Published on 11 December 2015
GfK interviewed a quota sample of people aged 16 and over in 175 randomly selected output areas throughout the United Kingdom; 1963 people between 5 and 10 November 2015. The raw data were weighted to match the demographic profile of the UK as a whole.

Highlights from the survey

  • Question 1: Asked to give the current rate of inflation, respondents gave a median answer of 2.0%, compared to 2.1% in August.
  • Question 2a: Median expectations of the rate of inflation over the coming year were 2.0%, unchanged since August.
  • Question 2b: Asked about expected inflation in the twelve months after that, respondents gave a median answer of 2.3%, unchanged since August.
  • Question 2c: Asked about expectations of inflation in the longer term, say in five years’ time, respondents gave a median answer of 2.9%, compared with 2.8% in August.
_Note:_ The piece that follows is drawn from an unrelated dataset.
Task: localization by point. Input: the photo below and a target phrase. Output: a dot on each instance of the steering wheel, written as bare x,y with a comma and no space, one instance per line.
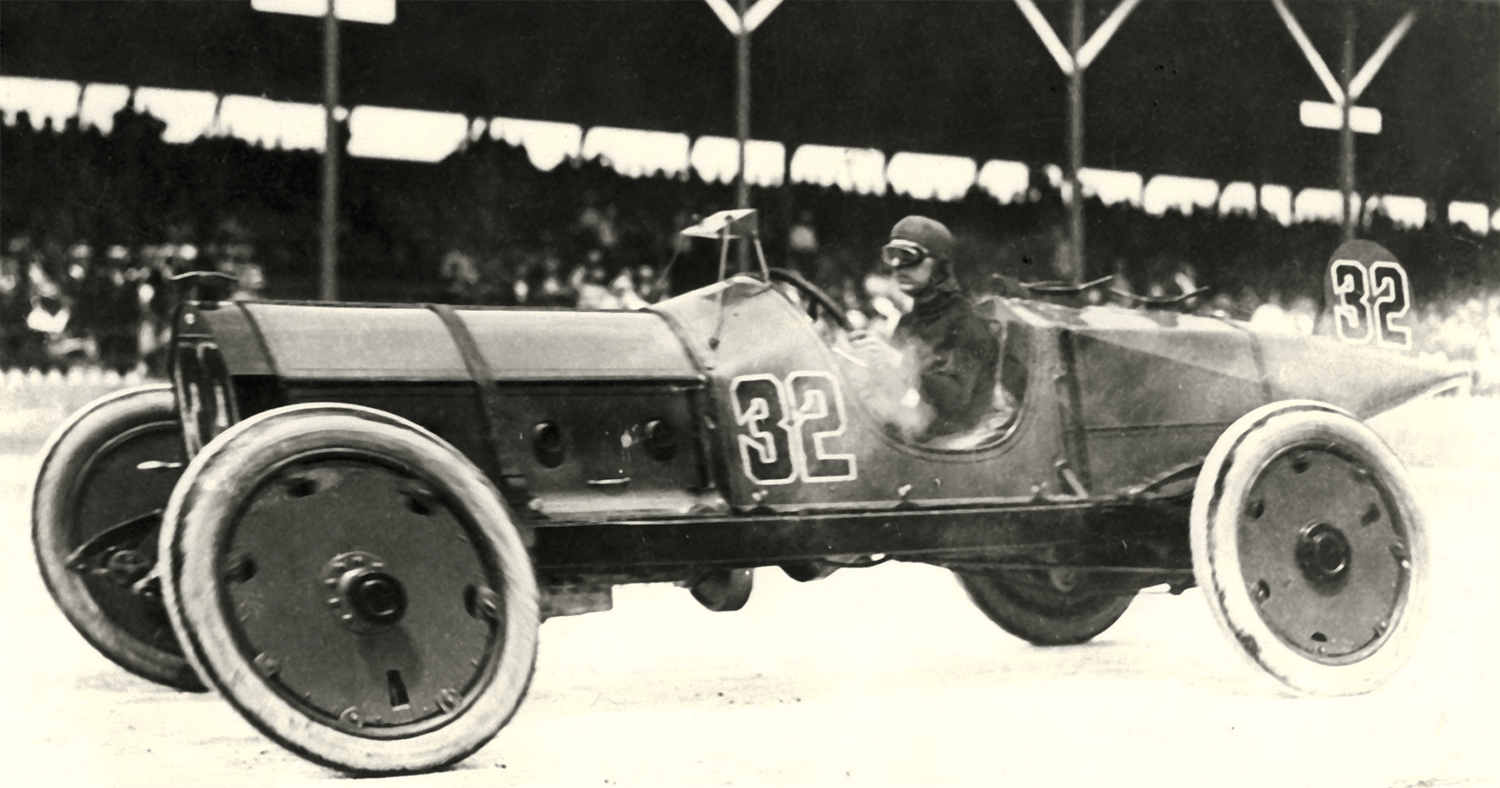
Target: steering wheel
816,294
  • Question 3: By a margin of 47% to 10%, survey respondents believed that the economy would end up weaker rather than stronger if prices started to rise faster, compared with 45% to 10% in August.
  • Question 4: 51% of respondents thought the inflation target was ‘about right’, down from 54% in August, while the proportions saying the target was ‘too high’ or ‘too low’ were 21% and 7% respectively.
  • Question 5: 9% of respondents thought that interest rates had fallen over the past 12 months, compared with 10% in August, while 20% of respondents said that interest rates had risen over the past 12 months, unchanged since August.
  • Question 6: When asked about the future path of interest rates, 38% said rates might stay about the same over the next twelve months, up from 26% in August. 35% of respondents expected rates to rise over the next 12 months, down from 50% in August.
  • Question 7: Asked what would be ‘best for the economy’ – higher interest rates, lower rates or no change – 16% thought rates should ‘go up’, down from 22% in August. 14% of respondents thought that interest rates should ‘go down’, compared with 13% in August. 36% thought interest rates should ‘stay where they are’, compared to 35% in August.
  • Question 8: When asked what would be ‘best for you personally’, 18% of respondents said interest rates should ‘go up’, down from 23% in August. 21% of respondents said it would be better for them if interest rates were to ‘go down’, up from 20% in August.
  • Question 14: Respondents were asked to assess the way the Bank of England is ‘doing its job to set interest rates to control inflation’. The net satisfaction balance – the proportion satisfied minus the proportion dissatisfied – was +30%, down from +33% in August.